Multi-center decomposition of molecular densities: A numerical perspective

TL;DR

This paper evaluates the numerical performance of the LISA method for molecular density partitioning, demonstrating its efficiency and accuracy advantages over other ISA variants across diverse molecules.

Contribution

It systematically derives iterative solvers for LISA and compares its performance with GISA and MBIS, highlighting LISA's improved efficiency and accuracy.

Findings

LISA methods are more numerically efficient than GISA and MBIS.

LISA avoids negative atomic charges in negatively charged molecules.

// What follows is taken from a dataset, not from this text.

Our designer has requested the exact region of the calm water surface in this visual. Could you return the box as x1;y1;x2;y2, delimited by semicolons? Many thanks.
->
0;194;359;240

Elevated entropy in LISA can be mitigated with additional basis functions.

Abstract

In this study, we analyze various Iterative Stockholder Analysis (ISA) methods for molecular density partitioning, focusing on the numerical performance of the recently proposed Linear approximation of Iterative Stockholder Analysis model (LISA) [J. Chem. Phys. 156, 164107 (2022)]. We first provide a systematic derivation of various iterative solvers to find the unique LISA solution. In a subsequent systematic numerical study, we evaluate their performance on 48 organic and inorganic, neutral and charged molecules and also compare LISA to two other well-known ISA variants: the Gaussian Iterative Stockholder Analysis (GISA) and Minimum Basis Iterative Stockholder analysis (MBIS). The study reveals that LISA-family methods can offer a numerically more efficient approach with better accuracy compared to the two comparative methods. Moreover, the well-known issue with the MBIS method, where atomic charges obtained for negatively charged molecules are anomalously negative, is not observed in LISA-family methods. Despite the fact that LISA occasionally exhibits elevated entropy as a consequence of the absence of more diffuse basis functions, this issue can be readily mitigated by incorporating additional or integrating supplementary basis functions within the LISA framework. This research provides the foundation for future studies on the efficiency and chemical accuracy of molecular density partitioning schemes.